Instructions for Ramana’s method of Self-enquiry usually suggest that people ask themselves “Who am I?” But some books recommend a different question, “Whence am I?”, which means in modern American English, “Where do I come from?”
I would like to suggest a third possibility. Ask yourself, “What is it that says ‘my experience’?”
What I mean is this:
No matter what you experience, you never doubt for an instant that it is your experience.
Why are you certain of that? What gives you that conviction?
What makes you feel, “It happens to me“?
This is true of every experience. Even nirvikalpa, even the unconsciousness of general anesthesia. Afterward you tell your friends, “I was in nirvikalpa yesterday” or “I was unconscious.”
What makes you take for granted that these things happened to you? On what basis do you do so?
Perhaps you’ll answer, “Because those events are in my memory.” To which I reply, “How do you know it’s your memory?”

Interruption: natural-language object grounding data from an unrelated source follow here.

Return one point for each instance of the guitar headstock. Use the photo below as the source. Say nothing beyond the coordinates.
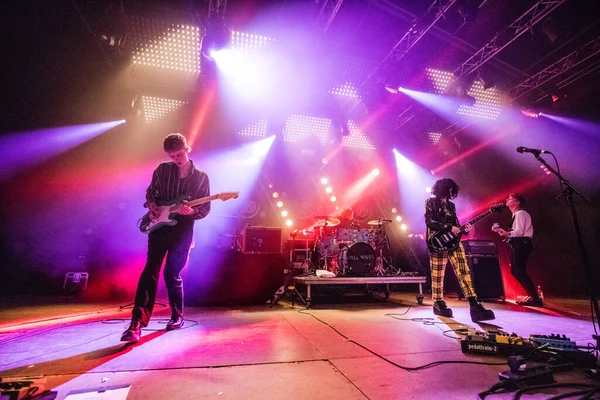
(228, 195)
(496, 208)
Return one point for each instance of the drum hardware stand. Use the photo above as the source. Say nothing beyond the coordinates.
(350, 251)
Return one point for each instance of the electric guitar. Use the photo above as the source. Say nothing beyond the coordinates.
(167, 210)
(448, 241)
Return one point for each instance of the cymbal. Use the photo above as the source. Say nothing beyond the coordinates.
(379, 221)
(323, 220)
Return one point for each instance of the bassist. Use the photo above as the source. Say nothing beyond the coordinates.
(172, 179)
(440, 217)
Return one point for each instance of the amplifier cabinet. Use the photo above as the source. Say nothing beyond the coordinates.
(261, 240)
(486, 274)
(482, 247)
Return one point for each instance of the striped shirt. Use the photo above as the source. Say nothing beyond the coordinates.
(167, 186)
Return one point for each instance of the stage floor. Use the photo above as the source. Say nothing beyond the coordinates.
(353, 348)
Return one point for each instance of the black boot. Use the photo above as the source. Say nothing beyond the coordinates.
(440, 308)
(478, 311)
(133, 333)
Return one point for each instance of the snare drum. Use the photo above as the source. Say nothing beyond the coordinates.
(361, 236)
(327, 246)
(357, 260)
(344, 235)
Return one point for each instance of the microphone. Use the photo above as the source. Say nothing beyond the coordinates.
(537, 152)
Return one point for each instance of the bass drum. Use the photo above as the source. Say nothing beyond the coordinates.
(357, 260)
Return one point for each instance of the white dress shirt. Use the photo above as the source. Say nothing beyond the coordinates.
(522, 225)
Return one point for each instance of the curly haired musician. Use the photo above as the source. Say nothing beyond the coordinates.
(519, 235)
(441, 219)
(170, 180)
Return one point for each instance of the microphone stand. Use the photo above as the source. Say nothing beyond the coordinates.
(568, 191)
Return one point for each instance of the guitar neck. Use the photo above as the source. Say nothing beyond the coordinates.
(479, 217)
(197, 202)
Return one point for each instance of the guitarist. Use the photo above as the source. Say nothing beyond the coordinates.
(440, 216)
(171, 179)
(519, 236)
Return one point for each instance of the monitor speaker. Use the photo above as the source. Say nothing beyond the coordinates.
(486, 275)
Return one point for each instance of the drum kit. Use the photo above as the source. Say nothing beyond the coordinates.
(351, 250)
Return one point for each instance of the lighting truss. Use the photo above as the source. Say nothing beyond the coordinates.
(563, 65)
(416, 31)
(217, 6)
(523, 24)
(327, 13)
(434, 137)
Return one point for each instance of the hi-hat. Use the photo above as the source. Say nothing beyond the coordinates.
(323, 220)
(379, 221)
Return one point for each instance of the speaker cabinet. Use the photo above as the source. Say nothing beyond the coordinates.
(233, 278)
(486, 275)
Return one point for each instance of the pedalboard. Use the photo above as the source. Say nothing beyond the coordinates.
(545, 348)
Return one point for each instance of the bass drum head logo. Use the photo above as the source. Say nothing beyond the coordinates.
(250, 209)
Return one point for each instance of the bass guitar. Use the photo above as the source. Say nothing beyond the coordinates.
(166, 211)
(448, 241)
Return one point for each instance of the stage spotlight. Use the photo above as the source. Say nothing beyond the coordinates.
(216, 36)
(468, 9)
(530, 113)
(486, 79)
(392, 89)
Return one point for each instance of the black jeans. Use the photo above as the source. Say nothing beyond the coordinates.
(521, 248)
(173, 241)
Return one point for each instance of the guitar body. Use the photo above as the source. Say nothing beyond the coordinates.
(165, 217)
(444, 241)
(449, 241)
(166, 210)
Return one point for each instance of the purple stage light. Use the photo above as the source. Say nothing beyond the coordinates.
(178, 49)
(299, 127)
(38, 146)
(157, 107)
(345, 90)
(246, 42)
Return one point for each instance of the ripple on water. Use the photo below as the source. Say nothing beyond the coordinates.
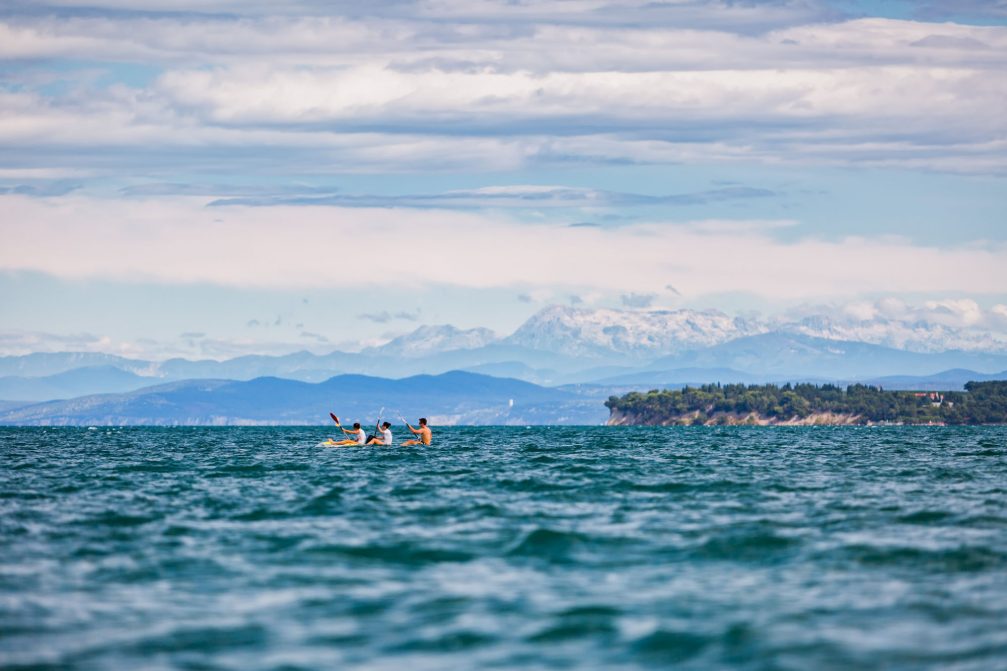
(584, 547)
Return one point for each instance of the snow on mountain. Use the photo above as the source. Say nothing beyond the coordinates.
(596, 332)
(426, 341)
(923, 337)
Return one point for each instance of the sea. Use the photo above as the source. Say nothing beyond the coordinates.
(505, 548)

What does mine actually mean?
Food for thought:
Abandon the search for God and the creation and other matters of a similar sort. Look for him by taking yourself as the starting point. Learn who it is within you who makes everything his own and says, “My God, my mind, my thought, my soul, my body.” Learn the sources of sorrow, joy, love, hate… If you carefully investigate these matters you will find him in yourself.